Hurricane Earl lashes New England
The remnants of Hurricane Earl dumped wind-driven rain on the grey-shingled cottages and fishing villages of Massachusetts' Cape Cod, disrupting holidays on the unofficial final weekend of the short New England summer.
The storm swooped into New England waters as a tropical storm with winds of 70mph after sideswiping North Carolina's Outer Banks, where it caused flooding but no injuries and little damage.
The storm passed wide of New York City, Long Island and the rest of the mid-Atlantic region, but brought swirling rain as it passed just off Cape Cod, Nantucket Island and Martha's Vineyard.
Holidaymakers had pulled their boats from the water and cancelled Labour Day weekend reservations on Nantucket, the well-to-do resort island and old-time whaling port and shopkeepers boarded up their windows.
Swimmers in New England were warned to stay out of the water - or off the beach altogether - because of the danger of getting swept away by high waves.
Airlines cancelled dozens of flights into New England and Amtrak suspended train service between New York and Boston.
No large-scale evacuations were ordered for Cape Cod, where fishermen and other hardy year-round residents have been dealing with gusty nor'easters for generations.
"We kind of roll with the punches out here.
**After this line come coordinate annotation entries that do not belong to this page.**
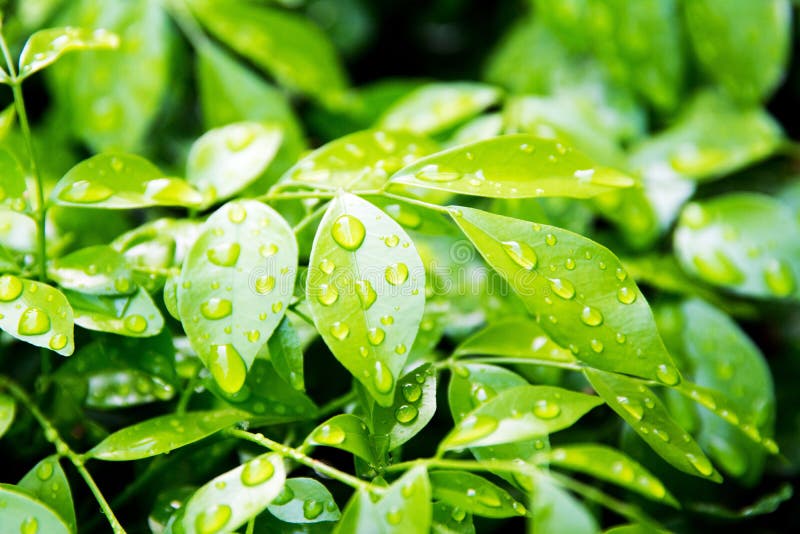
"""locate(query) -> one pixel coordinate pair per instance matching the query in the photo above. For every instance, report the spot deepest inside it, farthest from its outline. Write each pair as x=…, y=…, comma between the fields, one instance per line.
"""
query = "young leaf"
x=46, y=46
x=96, y=270
x=47, y=482
x=517, y=414
x=642, y=409
x=24, y=513
x=435, y=107
x=304, y=500
x=121, y=181
x=226, y=160
x=611, y=466
x=36, y=313
x=366, y=292
x=359, y=161
x=730, y=241
x=413, y=408
x=228, y=501
x=578, y=290
x=473, y=494
x=512, y=166
x=235, y=285
x=403, y=508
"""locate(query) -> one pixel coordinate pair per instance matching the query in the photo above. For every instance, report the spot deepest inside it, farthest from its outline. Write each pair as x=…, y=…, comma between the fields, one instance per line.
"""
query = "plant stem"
x=63, y=449
x=299, y=457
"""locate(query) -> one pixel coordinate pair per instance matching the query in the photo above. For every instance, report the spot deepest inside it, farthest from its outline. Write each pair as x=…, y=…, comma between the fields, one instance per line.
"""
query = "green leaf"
x=121, y=181
x=304, y=500
x=611, y=466
x=228, y=501
x=163, y=434
x=46, y=46
x=520, y=413
x=413, y=408
x=359, y=161
x=36, y=313
x=366, y=290
x=578, y=291
x=644, y=412
x=226, y=160
x=403, y=508
x=47, y=482
x=235, y=285
x=435, y=107
x=473, y=494
x=96, y=270
x=742, y=45
x=292, y=49
x=24, y=513
x=730, y=241
x=346, y=432
x=512, y=166
x=135, y=315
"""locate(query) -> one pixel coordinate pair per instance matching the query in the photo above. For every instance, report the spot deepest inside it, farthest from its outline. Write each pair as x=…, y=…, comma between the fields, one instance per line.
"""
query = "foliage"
x=555, y=295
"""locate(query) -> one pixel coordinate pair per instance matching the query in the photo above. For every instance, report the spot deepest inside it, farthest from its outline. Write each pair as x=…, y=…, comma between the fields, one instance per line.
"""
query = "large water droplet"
x=348, y=232
x=33, y=321
x=216, y=308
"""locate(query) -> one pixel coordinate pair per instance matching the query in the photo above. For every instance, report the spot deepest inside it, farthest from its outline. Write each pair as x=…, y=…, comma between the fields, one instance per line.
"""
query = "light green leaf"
x=226, y=160
x=346, y=432
x=24, y=513
x=96, y=270
x=742, y=45
x=730, y=241
x=228, y=501
x=135, y=315
x=404, y=508
x=362, y=160
x=36, y=313
x=473, y=494
x=611, y=466
x=642, y=409
x=512, y=166
x=121, y=181
x=435, y=107
x=517, y=414
x=163, y=434
x=578, y=291
x=366, y=291
x=304, y=500
x=292, y=49
x=46, y=46
x=47, y=482
x=413, y=408
x=235, y=285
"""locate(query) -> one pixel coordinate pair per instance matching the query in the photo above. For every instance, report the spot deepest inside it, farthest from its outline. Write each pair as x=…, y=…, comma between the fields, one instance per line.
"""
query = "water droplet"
x=216, y=308
x=213, y=519
x=33, y=321
x=521, y=254
x=329, y=434
x=591, y=316
x=348, y=232
x=405, y=414
x=366, y=294
x=562, y=287
x=227, y=367
x=224, y=255
x=85, y=192
x=396, y=274
x=340, y=330
x=10, y=287
x=545, y=409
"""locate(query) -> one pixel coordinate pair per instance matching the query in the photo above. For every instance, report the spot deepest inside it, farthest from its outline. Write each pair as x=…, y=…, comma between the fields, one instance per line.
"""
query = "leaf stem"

It's not a huge deal for us," said Scott Thomas, president of the Nantucket Chamber of Commerce.
The Canadian Hurricane Centre says Earl will probably be a marginal Category 1 hurricane when it reaches the Atlantic coast province of Nova Scotia.
Hurricanes usually weaken and become tropical storms when they enter Canada's colder waters, but many residents of Halifax, Nova Scotia, stocked up on bottled water and canned goods fearing Earl could be as bad as Hurricane Juan in 2003, which killed eight and caused millions in damages.